4-Fluorodeprenyl

Clinical data
- Other names: p-F-Depreny; Fludeprenyl; N-Methyl-N-propargyl-4-fluoroamphetamine; N-Propargyl-4-fluoromethamphetamine; N-Propargyl-4-FMA
- Drug class: Stimulant; Monoamine oxidase inhibitor; MAO-B inhibitor
- ATC code: None;

Identifiers
- IUPAC name 1-(4-fluorophenyl)-N-methyl-N-prop-2-ynylpropan-2-amine;
- CAS Number: 103596-43-6;
- PubChem CID: 128418;
- ChemSpider: 113833;
- UNII: PV4SHR2L8J;
- ChEMBL: ChEMBL64741;
- CompTox Dashboard (EPA): DTXSID50874435 ;

Chemical and physical data
- Formula: C_{13}H_{16}FN
- Molar mass: 205.276 g·mol^{−1}
- 3D model (JSmol): Interactive image;
- SMILES CC(CC1=CC=C(C=C1)F)N(C)CC#C;
- InChI InChI=1S/C13H16FN/c1-4-9-15(3)11(2)10-12-5-7-13(14)8-6-12/h1,5-8,11H,9-10H2,2-3H3; Key:MUDUXRHPVDVWHU-UHFFFAOYSA-N;

= 4-Fluorodeprenyl =

4-Fluorodeprenyl, or p-F-deprenyl, also known as fludeprenyl or as N-methyl-N-propargyl-4-fluoroamphetamine, is a stimulant and monoamine oxidase inhibitor (MAOI) of the amphetamine family.
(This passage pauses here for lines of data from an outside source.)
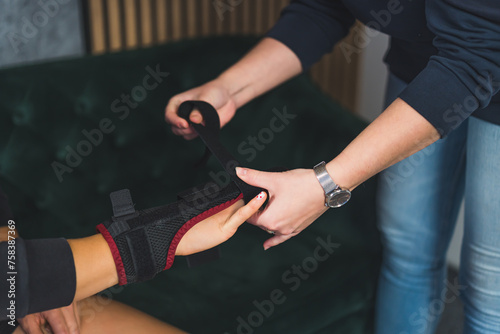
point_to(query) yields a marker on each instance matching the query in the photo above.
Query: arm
(94, 266)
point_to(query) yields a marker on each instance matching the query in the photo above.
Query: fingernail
(241, 171)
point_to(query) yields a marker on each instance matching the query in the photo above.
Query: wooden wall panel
(127, 24)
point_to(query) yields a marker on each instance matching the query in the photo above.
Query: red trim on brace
(192, 222)
(122, 277)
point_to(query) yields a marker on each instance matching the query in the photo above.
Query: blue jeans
(418, 203)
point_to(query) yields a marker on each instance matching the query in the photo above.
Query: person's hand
(212, 92)
(219, 227)
(63, 320)
(296, 199)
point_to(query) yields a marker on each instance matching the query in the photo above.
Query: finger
(256, 178)
(183, 132)
(57, 321)
(71, 319)
(246, 211)
(277, 239)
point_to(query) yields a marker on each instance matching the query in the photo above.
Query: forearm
(266, 66)
(397, 133)
(94, 265)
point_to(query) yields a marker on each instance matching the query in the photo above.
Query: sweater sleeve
(465, 74)
(311, 28)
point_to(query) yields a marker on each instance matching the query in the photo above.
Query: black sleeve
(311, 28)
(5, 212)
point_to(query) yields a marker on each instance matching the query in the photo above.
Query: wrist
(340, 175)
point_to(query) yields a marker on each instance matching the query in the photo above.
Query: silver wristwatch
(334, 196)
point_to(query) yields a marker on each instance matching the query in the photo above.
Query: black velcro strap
(209, 133)
(122, 203)
(142, 256)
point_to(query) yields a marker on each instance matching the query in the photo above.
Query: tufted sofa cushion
(72, 131)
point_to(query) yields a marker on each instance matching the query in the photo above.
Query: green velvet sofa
(72, 131)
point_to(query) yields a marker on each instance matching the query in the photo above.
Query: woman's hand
(219, 227)
(58, 321)
(213, 92)
(296, 199)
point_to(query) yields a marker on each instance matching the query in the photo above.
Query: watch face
(339, 198)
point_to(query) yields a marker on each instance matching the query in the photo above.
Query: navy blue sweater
(447, 50)
(42, 276)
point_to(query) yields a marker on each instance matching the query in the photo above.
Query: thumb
(276, 240)
(255, 178)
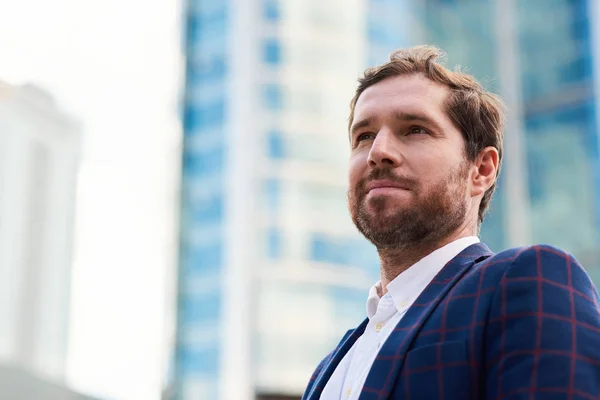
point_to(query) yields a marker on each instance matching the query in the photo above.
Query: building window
(271, 10)
(272, 52)
(276, 145)
(197, 116)
(273, 97)
(274, 244)
(272, 193)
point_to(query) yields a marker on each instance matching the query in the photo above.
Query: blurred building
(541, 57)
(272, 271)
(266, 236)
(39, 150)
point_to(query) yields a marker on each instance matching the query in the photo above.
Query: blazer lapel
(342, 348)
(389, 361)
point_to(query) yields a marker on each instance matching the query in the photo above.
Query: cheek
(357, 166)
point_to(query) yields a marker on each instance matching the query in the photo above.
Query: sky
(115, 66)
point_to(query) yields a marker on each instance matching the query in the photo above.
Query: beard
(436, 212)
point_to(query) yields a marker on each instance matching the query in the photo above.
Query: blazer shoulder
(538, 260)
(528, 258)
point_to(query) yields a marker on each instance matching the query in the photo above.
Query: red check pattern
(521, 324)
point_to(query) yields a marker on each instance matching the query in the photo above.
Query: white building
(39, 151)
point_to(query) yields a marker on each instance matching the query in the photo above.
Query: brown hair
(476, 112)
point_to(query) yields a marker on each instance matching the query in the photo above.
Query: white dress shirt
(384, 313)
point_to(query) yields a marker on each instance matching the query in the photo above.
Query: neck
(395, 261)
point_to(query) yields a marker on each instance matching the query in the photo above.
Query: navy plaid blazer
(520, 324)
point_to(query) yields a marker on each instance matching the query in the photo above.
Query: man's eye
(416, 130)
(364, 136)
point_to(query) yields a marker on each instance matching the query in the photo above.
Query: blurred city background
(173, 219)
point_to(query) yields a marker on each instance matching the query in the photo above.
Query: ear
(485, 171)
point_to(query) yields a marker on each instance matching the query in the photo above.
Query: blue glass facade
(562, 161)
(559, 119)
(202, 199)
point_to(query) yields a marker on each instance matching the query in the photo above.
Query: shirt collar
(407, 286)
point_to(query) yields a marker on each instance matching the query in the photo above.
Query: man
(449, 319)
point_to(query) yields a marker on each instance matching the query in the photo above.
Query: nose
(384, 151)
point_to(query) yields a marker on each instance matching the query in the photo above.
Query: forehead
(410, 93)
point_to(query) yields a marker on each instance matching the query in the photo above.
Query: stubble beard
(434, 215)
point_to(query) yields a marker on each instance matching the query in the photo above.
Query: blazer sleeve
(315, 374)
(543, 330)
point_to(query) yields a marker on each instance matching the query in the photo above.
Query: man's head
(426, 149)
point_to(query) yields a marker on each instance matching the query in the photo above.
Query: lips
(384, 184)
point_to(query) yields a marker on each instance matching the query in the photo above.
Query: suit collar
(388, 363)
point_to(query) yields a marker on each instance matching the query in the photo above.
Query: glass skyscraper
(272, 271)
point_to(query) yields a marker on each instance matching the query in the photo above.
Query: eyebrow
(408, 117)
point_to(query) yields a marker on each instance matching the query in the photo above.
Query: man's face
(408, 175)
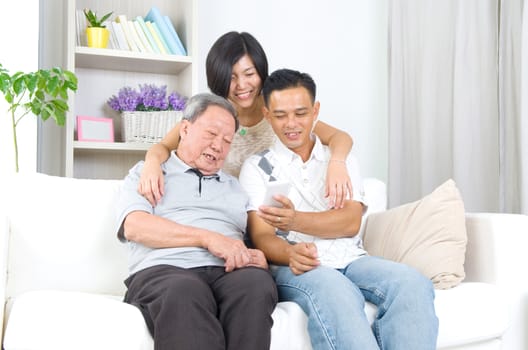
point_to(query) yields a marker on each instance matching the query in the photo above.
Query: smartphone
(274, 188)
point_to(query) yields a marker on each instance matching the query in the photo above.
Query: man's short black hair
(282, 79)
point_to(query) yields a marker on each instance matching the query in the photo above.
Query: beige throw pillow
(429, 235)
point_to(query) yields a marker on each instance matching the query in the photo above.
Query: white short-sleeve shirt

It is the 4-fluoro derivative of deprenyl and the racemic form of 4-fluoroselegiline. The drug is metabolized into the stimulants 4-fluoroamphetamine (4-FA) and 4-fluoromethamphetamine (4-FMA) and hence acts in part as a prodrug of these metabolites. Accordingly, it produces methamphetamine-like effects in drug discrimination tests in squirrel monkeys. Like deprenyl and selegiline (L-deprenyl), 4-fluorodeprenyl is additionally a selective and irreversible inhibitor of monoamine oxidase B (MAO-B). The drug was encountered as a novel designer drug in Germany in 2019.